I spent the night shift with my dad in the ECMO unit. Extra-Corporeal Membrane-Oxygenation. Outside-da-Body Blood-Oxygen-n-Chemistry. It's a way of completely bypassing organs and performing their function with machines. "It's not therapy, just life-support". He took me through the "circuit" and showed me how you keep a person alive with no heart, lungs, liver and kidney. It's a fancy technique that's still in it's infancy. Basically, the normal machine just functions as the lungs in the most benign configuration. Much of the time, you have to add the heart too. There are a variety of configurations, but with just heart and lungs failing, the success rates are good. In worse cases either the kidney or liver can fail. In the worst case, you have the 4 core organs gone... Basically, you're done at that stage. I guess the good news was, if you see my dad, you were already dead but now you have a chance of living. Success rates vary with age and diagnosis, but it's really good with young kids caught early with only heart and lung failure. If your liver fails (drinking, tylenol suicide attempt, etc) and then your other organs go, you got cornered into a horrible situation. Maybe you make it, more likely not.
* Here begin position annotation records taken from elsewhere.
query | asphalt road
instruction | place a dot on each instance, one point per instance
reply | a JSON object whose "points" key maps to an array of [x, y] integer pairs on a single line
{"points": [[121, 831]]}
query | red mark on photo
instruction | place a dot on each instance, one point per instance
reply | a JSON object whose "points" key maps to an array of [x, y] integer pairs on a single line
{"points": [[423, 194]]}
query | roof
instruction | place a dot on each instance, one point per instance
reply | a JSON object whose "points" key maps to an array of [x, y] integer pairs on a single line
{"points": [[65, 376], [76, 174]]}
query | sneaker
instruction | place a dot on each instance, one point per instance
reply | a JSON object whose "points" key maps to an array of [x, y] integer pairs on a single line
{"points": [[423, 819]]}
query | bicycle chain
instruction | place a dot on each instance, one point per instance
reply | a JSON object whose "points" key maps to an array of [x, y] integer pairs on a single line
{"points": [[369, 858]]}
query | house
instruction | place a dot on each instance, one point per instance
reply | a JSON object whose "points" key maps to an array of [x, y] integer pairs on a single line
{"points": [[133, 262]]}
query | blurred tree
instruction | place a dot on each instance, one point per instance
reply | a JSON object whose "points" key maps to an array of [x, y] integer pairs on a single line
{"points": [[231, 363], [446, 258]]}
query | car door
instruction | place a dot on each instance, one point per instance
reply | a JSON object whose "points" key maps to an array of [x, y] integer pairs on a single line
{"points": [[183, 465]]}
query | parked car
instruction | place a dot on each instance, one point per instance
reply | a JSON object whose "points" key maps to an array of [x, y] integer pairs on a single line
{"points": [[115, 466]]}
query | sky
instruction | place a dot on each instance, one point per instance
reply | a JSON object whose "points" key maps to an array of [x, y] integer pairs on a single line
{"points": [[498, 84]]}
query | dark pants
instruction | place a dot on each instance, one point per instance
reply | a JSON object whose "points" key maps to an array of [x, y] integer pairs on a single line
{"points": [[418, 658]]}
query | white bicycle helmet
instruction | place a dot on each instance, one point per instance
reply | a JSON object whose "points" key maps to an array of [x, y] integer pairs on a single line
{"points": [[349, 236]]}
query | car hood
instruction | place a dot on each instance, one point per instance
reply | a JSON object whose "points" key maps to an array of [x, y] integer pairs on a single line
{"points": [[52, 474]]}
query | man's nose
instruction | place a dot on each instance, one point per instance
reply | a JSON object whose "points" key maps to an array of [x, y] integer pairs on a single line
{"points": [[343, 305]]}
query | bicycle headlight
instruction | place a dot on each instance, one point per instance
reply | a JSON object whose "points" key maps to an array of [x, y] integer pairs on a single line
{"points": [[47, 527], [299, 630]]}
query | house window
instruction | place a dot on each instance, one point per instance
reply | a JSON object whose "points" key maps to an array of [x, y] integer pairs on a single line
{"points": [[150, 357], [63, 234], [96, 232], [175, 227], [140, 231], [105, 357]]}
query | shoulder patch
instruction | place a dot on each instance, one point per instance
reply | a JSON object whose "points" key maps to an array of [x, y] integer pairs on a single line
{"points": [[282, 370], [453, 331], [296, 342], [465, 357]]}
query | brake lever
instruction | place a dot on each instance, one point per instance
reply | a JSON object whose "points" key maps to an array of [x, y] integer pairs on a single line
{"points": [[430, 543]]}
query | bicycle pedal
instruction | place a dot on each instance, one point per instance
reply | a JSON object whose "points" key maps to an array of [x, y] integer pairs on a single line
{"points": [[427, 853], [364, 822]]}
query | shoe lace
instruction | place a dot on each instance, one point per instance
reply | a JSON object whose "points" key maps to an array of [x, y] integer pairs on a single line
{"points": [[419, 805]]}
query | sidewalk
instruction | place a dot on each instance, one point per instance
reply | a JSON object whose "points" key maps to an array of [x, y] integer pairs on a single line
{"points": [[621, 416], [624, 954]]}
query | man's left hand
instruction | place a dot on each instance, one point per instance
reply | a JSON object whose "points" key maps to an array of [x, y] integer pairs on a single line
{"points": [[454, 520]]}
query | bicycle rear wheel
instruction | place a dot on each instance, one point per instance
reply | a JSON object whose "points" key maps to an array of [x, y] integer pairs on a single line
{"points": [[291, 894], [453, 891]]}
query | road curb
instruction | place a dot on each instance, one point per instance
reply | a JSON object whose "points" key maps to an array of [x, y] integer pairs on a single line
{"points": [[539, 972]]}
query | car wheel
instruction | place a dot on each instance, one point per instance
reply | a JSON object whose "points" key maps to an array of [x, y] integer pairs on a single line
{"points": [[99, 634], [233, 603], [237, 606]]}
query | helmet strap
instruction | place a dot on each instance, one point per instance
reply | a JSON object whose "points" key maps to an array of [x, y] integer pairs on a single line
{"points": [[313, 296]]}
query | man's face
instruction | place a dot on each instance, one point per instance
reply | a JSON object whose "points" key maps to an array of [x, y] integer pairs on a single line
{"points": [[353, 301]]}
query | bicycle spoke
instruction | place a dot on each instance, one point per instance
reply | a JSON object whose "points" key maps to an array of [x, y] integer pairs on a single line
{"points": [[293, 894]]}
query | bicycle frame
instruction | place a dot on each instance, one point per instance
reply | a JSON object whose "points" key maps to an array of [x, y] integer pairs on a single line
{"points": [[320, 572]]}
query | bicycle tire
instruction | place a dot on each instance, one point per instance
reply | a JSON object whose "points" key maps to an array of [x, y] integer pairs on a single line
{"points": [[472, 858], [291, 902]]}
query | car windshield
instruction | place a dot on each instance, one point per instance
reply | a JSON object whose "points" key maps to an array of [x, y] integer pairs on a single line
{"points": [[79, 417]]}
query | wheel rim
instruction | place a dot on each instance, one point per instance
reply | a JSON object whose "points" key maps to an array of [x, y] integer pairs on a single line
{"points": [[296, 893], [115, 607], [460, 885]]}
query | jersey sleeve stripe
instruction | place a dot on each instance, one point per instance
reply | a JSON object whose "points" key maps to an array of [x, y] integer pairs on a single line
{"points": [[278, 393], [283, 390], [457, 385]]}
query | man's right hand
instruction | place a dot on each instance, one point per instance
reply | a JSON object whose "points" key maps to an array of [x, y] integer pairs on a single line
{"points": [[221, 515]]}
If you come in with multiple organ failure to begin with... make phone calls.
Dad with the machine on his left. Tubes, blood-bag, and machines.
This is the "patient". The blood that must be kept warm, oxygenated, chemically balanced and pumping throughout your body while you have no organs to do that.
Tube goes *into* your heart... Imagine doing that?
Your lung. This puts oxygen in and keeps the blood warm.
Your heart. The round part in the middle spins and pumps the blood.
A liver, should you need one.
And a kidney....
The liver and kidney splice in to the blood strem with some extra tubing.... Hope you don't need them.
My dad's doing a lot of teaching and instructing at this point. Assembling the flight-ready unit:
In the neonatal unit with a tiny newborn or premie on the machine. The circuit is he two red boxes in front with the tubes. The meds and chemistry control is the bank of green lights on the left, spliced in to the blood flow circuit. Some kids are on it for months.